Maybe someone could make one that is engine specific by popular control line engines.
Maybe, but we have already been doing what you really need to know, essentially, publishing various complete setups with all the necessary details. Even for a particular engine, it depends on a lot of other factors. I have extensively run two different systems on the 40VF, the original first-generation system that uses a 12-3.25 Bolly 2-blade depitched from a 12-6, and Paul Walker's, which uses a 11.3-4.25 which uses a cut-down 11.75-4.25 Bolly. Never mind that neither of these props are easily available today, but the rest of the system and the way it operates is completely different.
Change the venturi by .005, and you might want a different prop or a completely different everything else. My system runs significantly differently if it uses Powermaster RO-Jett 10%, Powermaster "Air" 10%, and won't run properly at all on Powermaster GMA 10%, to the point that I adjust the percentage of each fuel type to get the run I want.
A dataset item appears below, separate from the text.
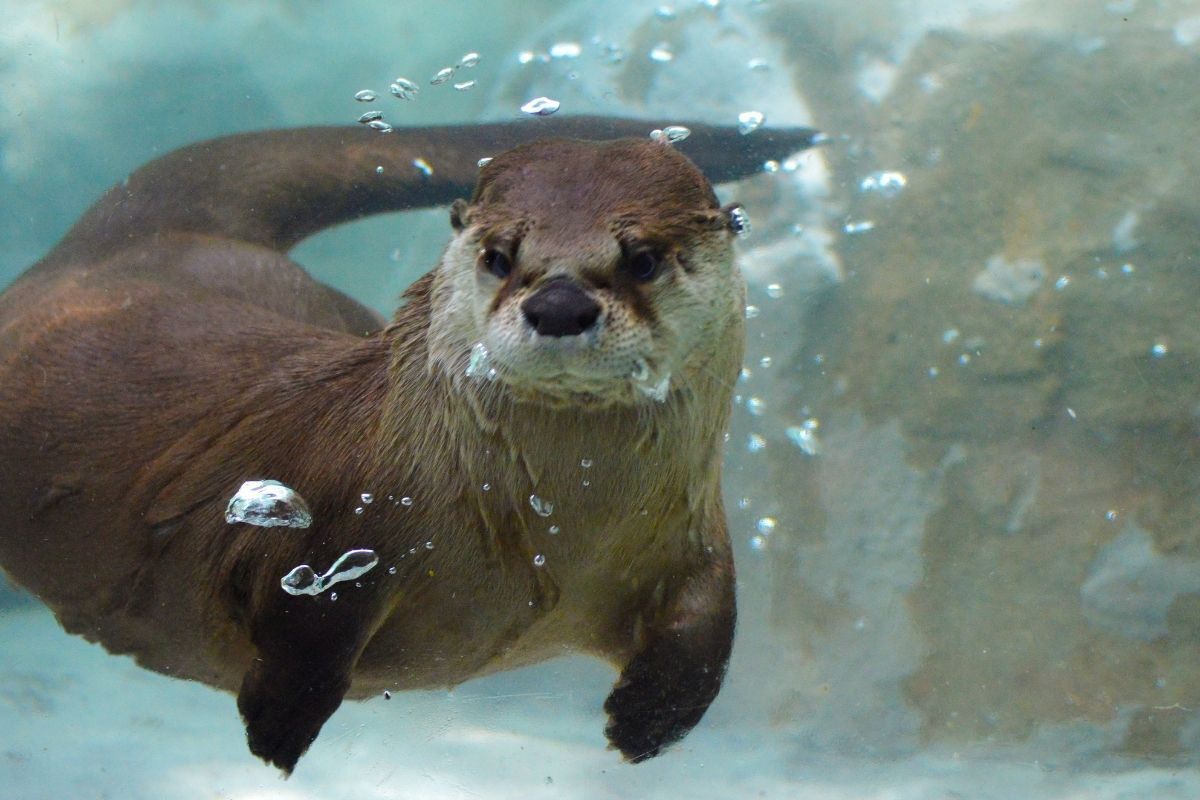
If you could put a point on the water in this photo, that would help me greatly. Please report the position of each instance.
(965, 589)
If I go to Tucson, I run Powermaster YS 20/20, along with .35" of additional pitch.
So you have to specify all the relevant parts. There have been multiple examples of that, including the SN article that delineated most of the current competitive systems in exquisite detail. If you haven't seen your chosen combination, then it's probably because not enough people with the right kind of knowledge have used it and come up with something they know will work.
I ran a os35FP iron-liner engine in the ST46 era, but I didn't run it enough to determine if it was as good as you could do, or whether it was repeatable from engine to engine, so I would never post my notes on it. This is the case with most of the vintage and erzatz engines people come up with, like (for example purposes only) a Brat 28. It runs OK, but as far as I know, no one with the necessary knowledge has ever attempted to develop a system for it. Maybe it's the best stunt engine ever and will make us all forget about the PA75, but we will never know that unless people with the necessary knowledge spend a lot of time working on it. And no, you CANNOT make a fair evaluation of 6 different engines in an afternoon (since there is a moderately well-known engine reviewer who does/did exactly that). It takes months or years of careful work.
BTW, in case this seems like a modern development, even when such things were published in the 50's-60's, when all engines were attempts to recreate the Fox 35, it still wasn't right or very useful and had similar problems. If you look in the "35" slot you would see "9x5-10x6", and if anyone thinks those provide equivalent performance on, say, a Nobler, then you need to go out and try it and find out for yourself. Similarly, a Y&O 10x6 and a Top Flite 10x6 were hardly equivalent, either.
Generally, you run 4" of pitch or so on modern engines, and 6"ish on vintage and "retro" engines, with correspondingly different launch RPM.
Brett
p.s. another factor is the fact that in the good old days, the engines varied so much from example to example that you couldn't realistically come up with one system that someone else could reliably repeat - meaning that publishing the setup didn't make any difference, or at best only gave you a notion what to do with *your* particular engine. Most of the current modern engines are also dead-nuts repeatable from copy to copy, and if you set up your engine the way David does, it's probably going to run the same way.